California town cracks down on bank-owned properties

If you've ever looked at foreclosed properties, you've probably noticed that they're often not in the best condition: algae in the pool, unkempt lawns, peeling paint and in some cases, debris scattered across the lawn.

The poor condition that frequently characterizes foreclosures can have an adverse impact on the quality of life for neighbors and hurt property values: Who would want to buy your house when the one next door is a vacant mess? Indio, California has had enough and has come up with an innovative solution: Arresting bankers who let REO properties go into disrepair. Of course in reality that doesn't happen, but it does provide a powerful incentive for far-off banks that would otherwise let the properties languish unloved and uncared for. The Wall Street Journal reports (subscription required) on how it's working out.

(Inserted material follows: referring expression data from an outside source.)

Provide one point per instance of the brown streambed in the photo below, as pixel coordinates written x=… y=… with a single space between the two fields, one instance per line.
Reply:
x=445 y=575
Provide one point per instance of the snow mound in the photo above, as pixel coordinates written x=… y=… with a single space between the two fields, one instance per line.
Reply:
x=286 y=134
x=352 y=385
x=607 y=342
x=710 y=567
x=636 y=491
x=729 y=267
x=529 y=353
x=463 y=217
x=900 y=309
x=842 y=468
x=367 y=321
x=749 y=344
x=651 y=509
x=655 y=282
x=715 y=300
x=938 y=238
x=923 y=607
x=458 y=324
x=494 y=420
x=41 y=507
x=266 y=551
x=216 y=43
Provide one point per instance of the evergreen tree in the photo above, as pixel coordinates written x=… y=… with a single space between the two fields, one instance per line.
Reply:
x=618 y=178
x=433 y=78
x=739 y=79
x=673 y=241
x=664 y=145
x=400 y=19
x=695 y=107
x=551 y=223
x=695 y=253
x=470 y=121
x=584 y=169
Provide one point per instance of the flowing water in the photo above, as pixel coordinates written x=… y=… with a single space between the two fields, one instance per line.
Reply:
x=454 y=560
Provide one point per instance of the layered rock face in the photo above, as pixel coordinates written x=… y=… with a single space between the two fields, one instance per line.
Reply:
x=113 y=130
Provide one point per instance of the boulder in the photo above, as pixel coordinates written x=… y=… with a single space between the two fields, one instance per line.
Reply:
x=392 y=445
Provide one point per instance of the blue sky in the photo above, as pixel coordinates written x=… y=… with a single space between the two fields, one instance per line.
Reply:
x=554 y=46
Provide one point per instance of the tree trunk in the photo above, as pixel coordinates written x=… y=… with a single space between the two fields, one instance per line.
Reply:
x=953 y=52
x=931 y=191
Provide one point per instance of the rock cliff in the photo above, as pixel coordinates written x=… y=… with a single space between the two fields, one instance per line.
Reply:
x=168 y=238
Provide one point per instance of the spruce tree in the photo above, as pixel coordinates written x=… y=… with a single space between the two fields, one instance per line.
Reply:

It seems like a good solution: In the long run, it makes sense for banks to keep their foreclosed properties in good repair because it will increase the value they get when they're sold -- just like any loyal HGTV viewer will tell you that "curb appeal" and "staging" help homes sell faster and for more money. Better still, it will help other properties maintain their value and reduce the losses on other foreclosures and short sales.

It wouldn't surprise me to see other cities and towns adopt the draconian measures Indio has to keep lenders on top of landscaping. It doesn't cost the town a dime, and it improves quality of life and property values.